On 03/27/2019 06:24 PM, Alex Williamson wrote:
On Wed, 27 Mar 2019 09:38:47 -0400
Farhan Ali <alifm@xxxxxxxxxxxxx> wrote:
Hi Alex,
I am seeing a warning in the vfio driver with the 5.0 linux kernel on an
s390 system:
[ 4050.264464] ------------[ cut here ]------------
[ 4050.264508] do not call blocking ops when !TASK_RUNNING; state=1 set
at [<00000000b33c00e2>] prepare_to_wait_event+0x14a/0x188
[ 4050.264529] WARNING: CPU: 12 PID: 35924 at kernel/sched/core.c:6112
__might_sleep+0x76/0x90
....
[ 4050.264636] CPU: 12 PID: 35924 Comm: sh Tainted: G W
5.0.0-00016-g4ef69cfc84b1-dirty #12
[ 4050.264646] Hardware name: IBM 2964 NE1 749 (LPAR)
[ 4050.264654] Krnl PSW : 0704d00180000000 000000000017bbae
(__might_sleep+0x76/0x90)
[ 4050.264668] R:0 T:1 IO:1 EX:1 Key:0 M:1 W:0 P:0 AS:3 CC:1
PM:0 RI:0 EA:3
[ 4050.264678] Krnl GPRS: 00000000361d853f 0000000080000000
0000000000000072 00000000001d05e2
[ 4050.264691] 0000000000000007 0000000000bb3c20
000003ff800d7abe 000003e013823b58
[ 4050.264700] 0000000000000002 000003ff800d7abe
0000000000000000 000000000000038c
[ 4050.264708] 0000000000dd96e4 0000000800000000
000000000017bbaa 000003e013823910
[ 4050.264724] Krnl Code: 000000000017bb9e: c0200062dc5d larl
%r2,dd7458
000000000017bba4: c0e5fffe5012 brasl
%r14,145bc8
#000000000017bbaa: a7f40001 brc
15,17bbac
>000000000017bbae: b904004a lgr
%r4,%r10
000000000017bbb2: b904003b lgr
%r3,%r11
000000000017bbb6: b904002c lgr
%r2,%r12
000000000017bbba: ebaff0a00004 lmg
%r10,%r15,160(%r15)
000000000017bbc0: c0f4fffffe8c brcl
15,17b8d8
[ 4050.264756] Call Trace:
[ 4050.264765] ([<000000000017bbaa>] __might_sleep+0x72/0x90)

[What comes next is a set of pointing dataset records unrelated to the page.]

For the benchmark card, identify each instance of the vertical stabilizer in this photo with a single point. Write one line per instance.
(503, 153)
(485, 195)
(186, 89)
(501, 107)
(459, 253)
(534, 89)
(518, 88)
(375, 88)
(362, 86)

[ 4050.264774] [<0000000000b97edc>] __mutex_lock+0x44/0x8c0
[ 4050.264782] [<0000000000b9878a>] mutex_lock_nested+0x32/0x40
[ 4050.264793] [<000003ff800d7abe>] vfio_group_get_device+0x36/0xa8 [vfio]
[ 4050.264803] [<000003ff800d87c0>] vfio_del_group_dev+0x238/0x378 [vfio]
[ 4050.264813] [<000003ff8015f67c>] mdev_remove+0x3c/0x68 [mdev]
[ 4050.264825] [<00000000008e01b0>]
device_release_driver_internal+0x168/0x268
[ 4050.264834] [<00000000008de692>] bus_remove_device+0x162/0x190
[ 4050.264843] [<00000000008daf42>] device_del+0x1e2/0x368
[ 4050.264851] [<00000000008db12c>] device_unregister+0x64/0x88
[ 4050.264862] [<000003ff8015ed84>] mdev_device_remove+0xec/0x130 [mdev]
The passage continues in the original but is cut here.